L. monocytogenes Stimulates Interaction of p85 with Multiple Adaptor Proteins-- The experiments in Fig. 3 show that, in the absence of bacteria, purified InlB induces tyrosine phosphorylation of Gab1, Cbl, and Shc. It was important to determine whether InlB controls phosphorylation of these adaptor proteins during bacterial entry into mammalian cells.
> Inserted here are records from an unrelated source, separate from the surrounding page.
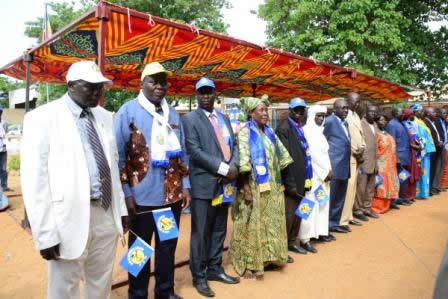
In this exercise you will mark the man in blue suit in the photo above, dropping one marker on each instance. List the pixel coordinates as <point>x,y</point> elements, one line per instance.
<point>403,145</point>
<point>336,132</point>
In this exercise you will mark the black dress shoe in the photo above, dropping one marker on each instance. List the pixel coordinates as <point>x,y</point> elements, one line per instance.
<point>223,277</point>
<point>297,249</point>
<point>346,227</point>
<point>325,238</point>
<point>394,206</point>
<point>361,217</point>
<point>338,229</point>
<point>355,222</point>
<point>371,214</point>
<point>204,289</point>
<point>309,247</point>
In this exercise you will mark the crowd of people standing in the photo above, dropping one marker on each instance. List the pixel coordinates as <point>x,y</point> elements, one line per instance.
<point>88,177</point>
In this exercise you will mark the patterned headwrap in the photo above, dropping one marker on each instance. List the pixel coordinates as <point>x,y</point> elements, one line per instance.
<point>417,107</point>
<point>407,112</point>
<point>248,104</point>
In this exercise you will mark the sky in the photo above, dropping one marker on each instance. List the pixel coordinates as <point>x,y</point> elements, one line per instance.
<point>14,14</point>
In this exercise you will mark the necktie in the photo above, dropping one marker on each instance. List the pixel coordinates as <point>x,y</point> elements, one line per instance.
<point>224,147</point>
<point>346,128</point>
<point>100,159</point>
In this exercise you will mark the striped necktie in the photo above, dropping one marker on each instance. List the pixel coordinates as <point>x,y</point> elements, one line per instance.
<point>100,158</point>
<point>222,143</point>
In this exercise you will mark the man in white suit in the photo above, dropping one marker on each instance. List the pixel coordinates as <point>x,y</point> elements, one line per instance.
<point>71,186</point>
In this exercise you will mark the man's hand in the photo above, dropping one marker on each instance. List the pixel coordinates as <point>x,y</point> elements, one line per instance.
<point>186,198</point>
<point>248,198</point>
<point>51,253</point>
<point>232,174</point>
<point>329,176</point>
<point>126,223</point>
<point>132,206</point>
<point>416,147</point>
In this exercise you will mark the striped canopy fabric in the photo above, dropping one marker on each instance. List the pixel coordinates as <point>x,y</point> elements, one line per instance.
<point>131,39</point>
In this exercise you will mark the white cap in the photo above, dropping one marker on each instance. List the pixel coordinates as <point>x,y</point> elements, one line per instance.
<point>87,71</point>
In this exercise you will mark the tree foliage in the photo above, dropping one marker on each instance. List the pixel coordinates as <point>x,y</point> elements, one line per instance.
<point>6,85</point>
<point>205,14</point>
<point>386,38</point>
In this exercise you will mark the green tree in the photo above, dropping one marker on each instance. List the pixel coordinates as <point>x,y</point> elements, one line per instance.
<point>205,14</point>
<point>386,38</point>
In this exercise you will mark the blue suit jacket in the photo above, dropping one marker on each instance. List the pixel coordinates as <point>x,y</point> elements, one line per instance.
<point>340,149</point>
<point>400,134</point>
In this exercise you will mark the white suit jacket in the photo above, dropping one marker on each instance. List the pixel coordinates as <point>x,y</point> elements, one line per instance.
<point>55,177</point>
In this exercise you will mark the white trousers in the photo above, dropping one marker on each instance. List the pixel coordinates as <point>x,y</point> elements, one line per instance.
<point>94,266</point>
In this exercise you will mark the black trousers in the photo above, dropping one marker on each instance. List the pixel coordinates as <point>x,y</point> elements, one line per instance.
<point>436,169</point>
<point>338,190</point>
<point>164,254</point>
<point>208,232</point>
<point>292,221</point>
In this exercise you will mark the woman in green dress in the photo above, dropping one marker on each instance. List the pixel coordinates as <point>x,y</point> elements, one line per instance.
<point>258,212</point>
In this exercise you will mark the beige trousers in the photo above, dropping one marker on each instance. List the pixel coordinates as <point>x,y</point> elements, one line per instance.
<point>94,266</point>
<point>347,211</point>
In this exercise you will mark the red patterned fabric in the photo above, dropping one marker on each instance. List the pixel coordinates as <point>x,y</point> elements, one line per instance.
<point>238,67</point>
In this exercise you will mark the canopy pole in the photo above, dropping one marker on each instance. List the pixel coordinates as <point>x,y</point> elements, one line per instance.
<point>27,58</point>
<point>254,90</point>
<point>102,14</point>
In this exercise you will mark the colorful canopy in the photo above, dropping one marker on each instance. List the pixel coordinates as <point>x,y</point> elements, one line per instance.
<point>132,39</point>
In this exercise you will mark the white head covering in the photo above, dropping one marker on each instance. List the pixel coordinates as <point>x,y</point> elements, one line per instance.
<point>318,143</point>
<point>312,111</point>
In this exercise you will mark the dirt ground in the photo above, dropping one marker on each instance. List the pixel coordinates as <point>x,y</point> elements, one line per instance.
<point>396,256</point>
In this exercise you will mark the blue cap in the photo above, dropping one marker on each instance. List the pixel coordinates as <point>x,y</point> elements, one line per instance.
<point>203,82</point>
<point>297,102</point>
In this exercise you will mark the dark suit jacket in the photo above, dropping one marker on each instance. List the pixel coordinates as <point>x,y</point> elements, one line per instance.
<point>403,145</point>
<point>440,129</point>
<point>369,165</point>
<point>434,132</point>
<point>205,153</point>
<point>340,148</point>
<point>293,176</point>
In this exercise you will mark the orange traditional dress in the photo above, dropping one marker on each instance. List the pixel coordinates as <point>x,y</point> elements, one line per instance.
<point>444,181</point>
<point>387,169</point>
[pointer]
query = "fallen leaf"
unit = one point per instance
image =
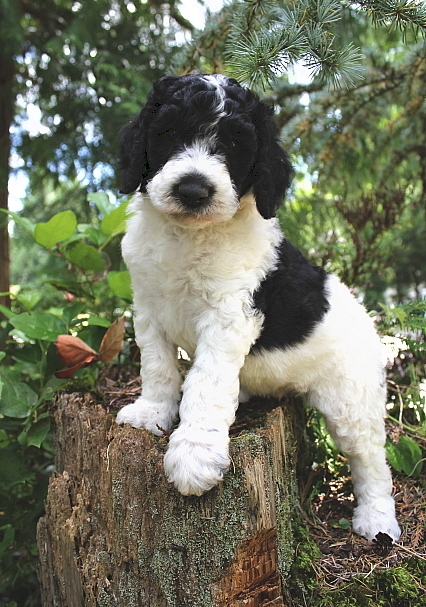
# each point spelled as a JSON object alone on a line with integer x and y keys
{"x": 74, "y": 353}
{"x": 72, "y": 350}
{"x": 112, "y": 342}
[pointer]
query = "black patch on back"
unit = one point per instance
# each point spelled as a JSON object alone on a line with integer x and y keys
{"x": 292, "y": 298}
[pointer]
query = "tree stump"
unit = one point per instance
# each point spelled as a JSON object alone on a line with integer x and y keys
{"x": 116, "y": 533}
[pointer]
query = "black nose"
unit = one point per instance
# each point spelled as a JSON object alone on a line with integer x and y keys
{"x": 193, "y": 191}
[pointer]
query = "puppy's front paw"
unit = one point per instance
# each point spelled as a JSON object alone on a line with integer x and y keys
{"x": 376, "y": 516}
{"x": 147, "y": 414}
{"x": 196, "y": 459}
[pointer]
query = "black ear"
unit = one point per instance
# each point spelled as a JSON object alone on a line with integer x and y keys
{"x": 133, "y": 157}
{"x": 272, "y": 171}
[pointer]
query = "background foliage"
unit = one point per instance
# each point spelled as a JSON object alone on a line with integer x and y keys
{"x": 357, "y": 206}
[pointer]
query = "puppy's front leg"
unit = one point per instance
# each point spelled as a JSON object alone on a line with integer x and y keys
{"x": 157, "y": 407}
{"x": 197, "y": 457}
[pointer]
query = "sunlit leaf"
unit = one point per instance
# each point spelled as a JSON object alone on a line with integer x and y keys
{"x": 60, "y": 227}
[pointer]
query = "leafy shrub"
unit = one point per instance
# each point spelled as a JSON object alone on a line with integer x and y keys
{"x": 93, "y": 288}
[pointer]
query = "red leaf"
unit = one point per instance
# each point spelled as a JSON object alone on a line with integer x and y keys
{"x": 112, "y": 342}
{"x": 73, "y": 351}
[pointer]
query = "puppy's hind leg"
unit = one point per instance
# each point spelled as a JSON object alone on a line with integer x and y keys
{"x": 357, "y": 426}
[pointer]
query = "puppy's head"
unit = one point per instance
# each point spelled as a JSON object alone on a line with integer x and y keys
{"x": 199, "y": 144}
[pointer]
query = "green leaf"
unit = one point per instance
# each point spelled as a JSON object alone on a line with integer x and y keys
{"x": 17, "y": 399}
{"x": 92, "y": 233}
{"x": 39, "y": 325}
{"x": 13, "y": 469}
{"x": 34, "y": 434}
{"x": 98, "y": 321}
{"x": 6, "y": 311}
{"x": 29, "y": 300}
{"x": 85, "y": 257}
{"x": 102, "y": 202}
{"x": 60, "y": 227}
{"x": 8, "y": 537}
{"x": 115, "y": 222}
{"x": 4, "y": 439}
{"x": 22, "y": 221}
{"x": 406, "y": 456}
{"x": 120, "y": 285}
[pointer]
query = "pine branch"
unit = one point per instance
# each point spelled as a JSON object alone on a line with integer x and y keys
{"x": 402, "y": 14}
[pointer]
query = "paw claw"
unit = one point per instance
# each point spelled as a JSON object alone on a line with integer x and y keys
{"x": 198, "y": 464}
{"x": 156, "y": 417}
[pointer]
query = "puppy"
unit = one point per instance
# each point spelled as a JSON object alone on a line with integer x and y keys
{"x": 212, "y": 273}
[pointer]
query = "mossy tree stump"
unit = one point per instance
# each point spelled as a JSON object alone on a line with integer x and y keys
{"x": 115, "y": 533}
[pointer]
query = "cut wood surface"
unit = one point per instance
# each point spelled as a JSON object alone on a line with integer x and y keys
{"x": 116, "y": 533}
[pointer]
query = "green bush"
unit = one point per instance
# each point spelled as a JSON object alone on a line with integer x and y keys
{"x": 90, "y": 288}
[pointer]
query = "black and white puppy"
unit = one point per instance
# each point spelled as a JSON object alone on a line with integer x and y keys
{"x": 212, "y": 273}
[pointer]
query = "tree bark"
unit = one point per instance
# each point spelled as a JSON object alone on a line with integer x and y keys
{"x": 115, "y": 533}
{"x": 6, "y": 113}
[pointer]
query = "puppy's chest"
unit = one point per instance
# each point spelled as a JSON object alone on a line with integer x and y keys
{"x": 198, "y": 280}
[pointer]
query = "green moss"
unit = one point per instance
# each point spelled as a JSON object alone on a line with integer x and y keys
{"x": 399, "y": 586}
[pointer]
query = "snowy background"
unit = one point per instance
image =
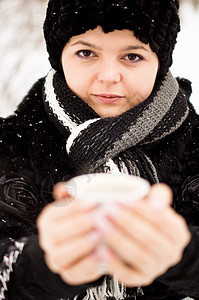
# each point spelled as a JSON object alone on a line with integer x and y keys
{"x": 24, "y": 58}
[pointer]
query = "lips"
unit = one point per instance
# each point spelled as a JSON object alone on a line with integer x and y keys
{"x": 108, "y": 98}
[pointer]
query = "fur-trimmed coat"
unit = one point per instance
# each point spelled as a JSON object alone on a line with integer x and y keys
{"x": 33, "y": 158}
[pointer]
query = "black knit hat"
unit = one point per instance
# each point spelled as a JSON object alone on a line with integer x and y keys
{"x": 153, "y": 21}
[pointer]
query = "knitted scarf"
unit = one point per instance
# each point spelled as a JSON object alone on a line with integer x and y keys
{"x": 114, "y": 144}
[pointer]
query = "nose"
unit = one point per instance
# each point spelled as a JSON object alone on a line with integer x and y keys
{"x": 109, "y": 72}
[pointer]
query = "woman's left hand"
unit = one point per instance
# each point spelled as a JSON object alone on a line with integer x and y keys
{"x": 141, "y": 242}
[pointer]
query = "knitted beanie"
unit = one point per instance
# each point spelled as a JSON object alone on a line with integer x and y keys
{"x": 153, "y": 21}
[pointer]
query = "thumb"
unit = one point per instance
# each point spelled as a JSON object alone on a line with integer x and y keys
{"x": 160, "y": 196}
{"x": 60, "y": 192}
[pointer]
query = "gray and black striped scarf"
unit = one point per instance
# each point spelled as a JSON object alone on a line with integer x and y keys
{"x": 114, "y": 144}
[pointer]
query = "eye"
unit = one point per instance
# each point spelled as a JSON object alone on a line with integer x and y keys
{"x": 85, "y": 54}
{"x": 133, "y": 57}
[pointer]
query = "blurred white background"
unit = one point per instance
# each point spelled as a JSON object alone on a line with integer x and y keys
{"x": 24, "y": 58}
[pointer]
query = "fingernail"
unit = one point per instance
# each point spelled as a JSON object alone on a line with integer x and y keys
{"x": 94, "y": 236}
{"x": 86, "y": 205}
{"x": 102, "y": 253}
{"x": 112, "y": 210}
{"x": 157, "y": 204}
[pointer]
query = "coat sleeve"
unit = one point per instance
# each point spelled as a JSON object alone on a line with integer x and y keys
{"x": 184, "y": 277}
{"x": 23, "y": 272}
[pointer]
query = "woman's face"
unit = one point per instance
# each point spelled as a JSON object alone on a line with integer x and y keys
{"x": 111, "y": 72}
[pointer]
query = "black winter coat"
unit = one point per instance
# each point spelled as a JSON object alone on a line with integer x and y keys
{"x": 33, "y": 159}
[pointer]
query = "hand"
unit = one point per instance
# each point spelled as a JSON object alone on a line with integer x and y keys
{"x": 68, "y": 239}
{"x": 143, "y": 241}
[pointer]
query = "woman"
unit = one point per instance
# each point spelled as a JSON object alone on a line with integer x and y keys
{"x": 110, "y": 104}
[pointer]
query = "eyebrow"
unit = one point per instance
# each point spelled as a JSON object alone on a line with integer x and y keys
{"x": 86, "y": 44}
{"x": 136, "y": 47}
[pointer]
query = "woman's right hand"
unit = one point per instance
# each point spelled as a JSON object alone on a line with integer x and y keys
{"x": 68, "y": 239}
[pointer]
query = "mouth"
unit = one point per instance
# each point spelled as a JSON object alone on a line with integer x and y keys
{"x": 108, "y": 98}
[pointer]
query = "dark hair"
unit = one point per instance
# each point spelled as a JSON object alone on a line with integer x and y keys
{"x": 153, "y": 21}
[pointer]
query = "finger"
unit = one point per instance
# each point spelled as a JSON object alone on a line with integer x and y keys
{"x": 68, "y": 254}
{"x": 137, "y": 241}
{"x": 63, "y": 230}
{"x": 60, "y": 191}
{"x": 125, "y": 273}
{"x": 82, "y": 272}
{"x": 132, "y": 252}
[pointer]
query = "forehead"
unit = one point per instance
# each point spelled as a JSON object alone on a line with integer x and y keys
{"x": 116, "y": 38}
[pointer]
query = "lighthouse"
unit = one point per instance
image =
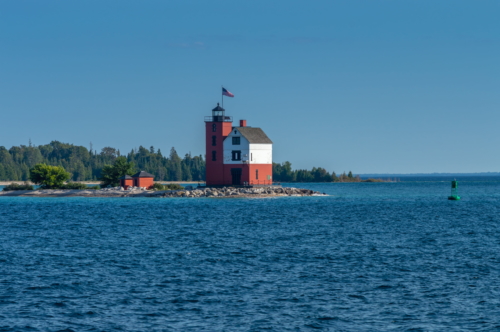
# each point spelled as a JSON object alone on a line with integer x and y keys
{"x": 236, "y": 156}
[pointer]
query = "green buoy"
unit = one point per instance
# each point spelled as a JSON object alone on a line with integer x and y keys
{"x": 454, "y": 191}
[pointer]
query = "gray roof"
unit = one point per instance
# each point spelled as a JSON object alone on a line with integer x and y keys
{"x": 254, "y": 135}
{"x": 142, "y": 174}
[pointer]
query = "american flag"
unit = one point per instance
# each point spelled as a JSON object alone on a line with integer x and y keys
{"x": 226, "y": 93}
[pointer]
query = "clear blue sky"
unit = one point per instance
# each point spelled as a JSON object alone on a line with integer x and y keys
{"x": 367, "y": 86}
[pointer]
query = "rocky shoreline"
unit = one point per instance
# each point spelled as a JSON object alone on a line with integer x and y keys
{"x": 225, "y": 192}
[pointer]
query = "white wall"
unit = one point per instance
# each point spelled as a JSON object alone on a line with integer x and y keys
{"x": 261, "y": 154}
{"x": 258, "y": 153}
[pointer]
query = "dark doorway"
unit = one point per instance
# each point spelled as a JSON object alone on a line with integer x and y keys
{"x": 236, "y": 174}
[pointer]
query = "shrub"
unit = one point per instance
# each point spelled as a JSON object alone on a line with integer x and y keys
{"x": 110, "y": 175}
{"x": 15, "y": 186}
{"x": 49, "y": 177}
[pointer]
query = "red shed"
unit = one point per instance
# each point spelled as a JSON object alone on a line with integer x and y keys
{"x": 143, "y": 179}
{"x": 126, "y": 181}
A kinetic study indicated that p85 appeared in anti-Tyr(P) immunoprecipitates approximately 5-10 min after infection with L. monocytogenes (Fig. 6A) and remained stable in amount for at least 50 min thereafter.2 Under these conditions, bacterial entry is not synchronous and occurs at a relatively constant rate from 10 to 90 min after infection. Based on these kinetics, we chose 10 min as the time point of infection at which to examine tyrosine phosphorylation of Gab1, Shc, and Cbl. As expected, infection of Vero cells with wt L. monocytogenes resulted in increased tyrosine phosphorylation of Gab1, Cbl, and Shc and association of these proteins with p85 (Fig. 6, B-D). The effect caused by bacteria was weaker than that provoked by treatment of cells with saturating amounts of InlB protein. In contrast, infection with the Delta inlB mutant resulted in almost no induction in tyrosine phosphorylation of Gab1 or association of this protein with p85 (Fig. 6B). Somewhat unexpectedly, infection with the Delta inlB strain caused tyrosine phosphorylation of Cbl and Shc about as efficiently as did the wt strain (Fig. 6, C and D). Taken together, these results indicate that endogenous InlB promotes the tyrosine phosphorylation of at least Gab1 during infection with L. monocytogenes. In addition to InlB, L. monocytogenes must produce at least one other factor that contributes to phosphorylation of Cbl and Shc. This unidentified factor may be responsible for the low level but significant activation of PI 3-kinase that occurs upon infection of Vero cells with the Delta inlB mutant (6) (see "Discussion").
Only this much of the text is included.